The aim of this study was to evaluate the level of knowledge and perception of the magnitude of stigma on epilepsy among basic education professionals before and after the attending to an educational course on epilepsy. This study will allow the development of more effective interventions regarding epilepsy education aiming to improve the psychosocial health of students with epilepsy. Although education professionals are able to confront these situations, there are few undergraduate programs that include courses on Inclusive Education, particularly on epilepsy, in Brazil.

METHODS

To estimate the level of educational professionals' knowledge about epilepsy we used the Questionnaire about Epilepsy (QAE), developed by Associação Brasileira de Epilepsia (ABE).9,10 The questionnaire contains 35 statements concerning the following topics: A - Concepts and definition of epilepsy and its causes (10 items); B - Treatment and adverse effects of antiepileptic medication (10); C - Popular stigma about epilepsy (5); D - Activities of people with epilepsy (PWE) (5); E - First-aid during and after an epileptic seizure (5). Respondents were asked to indicate whether the statements were correct or wrong. Two more issues were added to the questionnaire, one on the topic "Activities of people with epilepsy" that is "People with epilepsy should attend special education" and another one on the topic "Treatment and medication adverse events" - "Epilepsy usually improves with religious or spiritual interventions". Additionally, it was added the option "I do not know" as a possible answer.
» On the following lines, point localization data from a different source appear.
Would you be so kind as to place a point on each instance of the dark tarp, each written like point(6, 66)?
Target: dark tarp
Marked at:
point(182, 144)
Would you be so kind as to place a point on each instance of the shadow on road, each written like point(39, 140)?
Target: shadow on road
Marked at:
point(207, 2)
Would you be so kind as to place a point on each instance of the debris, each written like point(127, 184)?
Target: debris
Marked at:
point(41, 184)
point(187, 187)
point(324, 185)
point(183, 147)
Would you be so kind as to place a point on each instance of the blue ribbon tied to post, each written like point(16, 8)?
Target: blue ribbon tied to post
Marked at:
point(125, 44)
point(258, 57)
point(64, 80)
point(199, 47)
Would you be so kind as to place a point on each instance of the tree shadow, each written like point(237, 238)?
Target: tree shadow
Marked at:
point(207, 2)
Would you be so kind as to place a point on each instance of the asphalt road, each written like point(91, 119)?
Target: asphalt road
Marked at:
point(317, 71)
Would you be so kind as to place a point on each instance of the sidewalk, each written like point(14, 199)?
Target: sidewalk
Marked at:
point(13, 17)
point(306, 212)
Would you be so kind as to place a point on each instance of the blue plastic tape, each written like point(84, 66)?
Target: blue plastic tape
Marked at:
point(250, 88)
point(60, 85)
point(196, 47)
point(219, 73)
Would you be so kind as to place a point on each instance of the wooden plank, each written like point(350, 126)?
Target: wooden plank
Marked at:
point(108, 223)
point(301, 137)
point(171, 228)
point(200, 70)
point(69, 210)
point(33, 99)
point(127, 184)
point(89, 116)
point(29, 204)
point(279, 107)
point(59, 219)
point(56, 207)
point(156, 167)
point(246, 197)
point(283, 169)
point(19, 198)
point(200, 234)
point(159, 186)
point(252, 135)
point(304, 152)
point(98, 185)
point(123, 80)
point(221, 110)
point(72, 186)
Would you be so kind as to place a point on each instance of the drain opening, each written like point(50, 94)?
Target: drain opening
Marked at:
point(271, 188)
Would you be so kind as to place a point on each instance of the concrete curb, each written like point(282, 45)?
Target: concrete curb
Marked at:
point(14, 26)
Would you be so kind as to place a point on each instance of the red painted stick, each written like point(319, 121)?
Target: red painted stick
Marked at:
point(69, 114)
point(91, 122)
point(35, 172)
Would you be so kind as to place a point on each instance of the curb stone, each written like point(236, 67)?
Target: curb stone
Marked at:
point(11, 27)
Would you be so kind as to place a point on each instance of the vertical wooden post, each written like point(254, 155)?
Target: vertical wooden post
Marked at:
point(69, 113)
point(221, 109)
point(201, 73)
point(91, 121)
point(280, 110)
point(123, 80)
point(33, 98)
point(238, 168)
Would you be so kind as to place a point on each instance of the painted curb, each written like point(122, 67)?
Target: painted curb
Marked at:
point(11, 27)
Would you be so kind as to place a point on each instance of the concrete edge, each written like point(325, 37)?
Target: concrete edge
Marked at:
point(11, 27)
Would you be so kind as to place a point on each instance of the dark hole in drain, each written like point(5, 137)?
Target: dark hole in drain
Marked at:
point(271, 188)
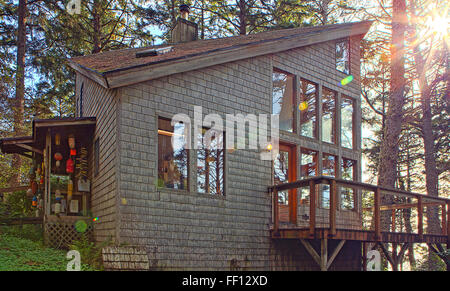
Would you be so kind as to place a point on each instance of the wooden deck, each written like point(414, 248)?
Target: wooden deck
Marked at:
point(356, 235)
point(291, 230)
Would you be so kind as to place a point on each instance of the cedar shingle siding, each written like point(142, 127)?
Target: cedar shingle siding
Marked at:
point(189, 230)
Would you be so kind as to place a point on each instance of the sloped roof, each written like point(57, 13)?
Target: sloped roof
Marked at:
point(119, 61)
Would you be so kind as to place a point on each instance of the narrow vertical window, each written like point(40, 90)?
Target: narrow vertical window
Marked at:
point(211, 163)
point(283, 99)
point(348, 169)
point(347, 120)
point(328, 116)
point(281, 174)
point(307, 108)
point(328, 169)
point(308, 168)
point(96, 157)
point(172, 155)
point(81, 101)
point(343, 56)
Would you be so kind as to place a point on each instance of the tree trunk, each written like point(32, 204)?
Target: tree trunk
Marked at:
point(96, 37)
point(242, 17)
point(19, 102)
point(387, 174)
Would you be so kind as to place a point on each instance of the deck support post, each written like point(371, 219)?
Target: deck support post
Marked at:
point(333, 207)
point(323, 254)
point(394, 258)
point(312, 208)
point(275, 210)
point(322, 260)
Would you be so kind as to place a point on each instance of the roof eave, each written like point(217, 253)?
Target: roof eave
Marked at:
point(129, 76)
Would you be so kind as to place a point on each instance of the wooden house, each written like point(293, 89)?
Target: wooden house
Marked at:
point(250, 214)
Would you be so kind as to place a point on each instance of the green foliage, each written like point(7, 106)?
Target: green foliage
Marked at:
point(27, 231)
point(91, 253)
point(18, 254)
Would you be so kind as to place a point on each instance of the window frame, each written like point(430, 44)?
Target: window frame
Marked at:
point(346, 40)
point(224, 168)
point(354, 178)
point(335, 116)
point(188, 163)
point(294, 98)
point(353, 101)
point(316, 110)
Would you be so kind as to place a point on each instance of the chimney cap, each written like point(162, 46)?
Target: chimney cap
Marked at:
point(184, 8)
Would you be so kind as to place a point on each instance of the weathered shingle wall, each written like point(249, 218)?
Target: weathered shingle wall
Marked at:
point(102, 103)
point(189, 230)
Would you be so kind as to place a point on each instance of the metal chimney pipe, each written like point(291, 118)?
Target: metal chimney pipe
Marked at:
point(184, 10)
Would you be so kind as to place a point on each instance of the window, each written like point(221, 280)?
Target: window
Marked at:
point(96, 156)
point(281, 174)
point(308, 168)
point(283, 99)
point(81, 101)
point(347, 119)
point(211, 163)
point(284, 167)
point(172, 155)
point(328, 116)
point(343, 56)
point(348, 194)
point(307, 107)
point(328, 169)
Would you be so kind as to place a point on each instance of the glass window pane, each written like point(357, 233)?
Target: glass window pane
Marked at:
point(307, 107)
point(308, 168)
point(348, 193)
point(211, 164)
point(308, 163)
point(328, 169)
point(283, 99)
point(172, 156)
point(347, 122)
point(281, 174)
point(328, 116)
point(343, 57)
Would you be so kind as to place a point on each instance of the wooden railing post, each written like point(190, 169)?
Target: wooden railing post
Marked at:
point(275, 210)
point(312, 208)
point(377, 213)
point(333, 206)
point(444, 220)
point(420, 217)
point(448, 223)
point(393, 220)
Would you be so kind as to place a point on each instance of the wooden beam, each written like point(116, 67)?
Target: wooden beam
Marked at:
point(312, 208)
point(448, 223)
point(444, 219)
point(275, 210)
point(377, 214)
point(403, 206)
point(13, 189)
point(324, 254)
point(31, 149)
point(333, 207)
point(402, 253)
point(388, 256)
point(335, 253)
point(311, 251)
point(420, 216)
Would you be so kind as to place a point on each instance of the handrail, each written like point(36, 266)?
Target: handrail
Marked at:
point(311, 182)
point(342, 182)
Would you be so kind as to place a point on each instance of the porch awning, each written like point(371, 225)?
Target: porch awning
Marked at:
point(82, 126)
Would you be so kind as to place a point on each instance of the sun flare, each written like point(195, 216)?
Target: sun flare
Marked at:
point(438, 24)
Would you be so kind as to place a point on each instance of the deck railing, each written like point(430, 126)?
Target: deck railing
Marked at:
point(400, 201)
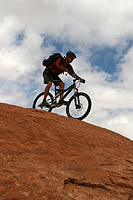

To determine the perception of stigma in epilepsy we used the Stigma Scale of Epilepsy (SSE).11 This scale contains five questions with twenty-four items, each with a four-point scale: the individuals were asked to indicate the most appropriate answer for that item, marking the number corresponding to the category (1=not at all; 2=a little; 3=a lot; 4=totally); with the highest score of 100 indicating maximum stigma.

The questionnaire and the SSE were presented to education professionals in phase 1, before the 4-hour duration course "Epilepsy and Education", given by the researchers (MSL and FPSS). The course was given through a classical live class, based on pedagogical implications of Ausubel's Meaningful Learning Theory12 and its metacognitive tools, the Conceptual Maps,13 to enable the meaningful learning and retaining of knowledge for more prolonged time. A group of 32 education professionals was assessed twice: before the epilepsy lecture and one month afterwards, with the aim of measuring its efficacy.

The primary objective was to measure the education professionals' knowledge about epilepsy and to estimate their level of stigma on epilepsy. The hypothesis is that after the course the knowledge on epilepsy would improve, and the level of perceived stigma decrease, measured by QAE and SSE.

The collected data were stored and analyzed with SPSS for Windows, Standard Version 17.0 (SPSS Inc., Chicago, IL, USA). After descriptive analysis of the socio-demographic variables, univariate statistical analysis consisted of Pearson's or Spearman's correlation tests for numerical parametric or non-parametric variables respectively were used to determine potential significant associations. The paired Student's t test was used to evaluate the results of SSE pre and post-course. A p<0.05 was considered significant.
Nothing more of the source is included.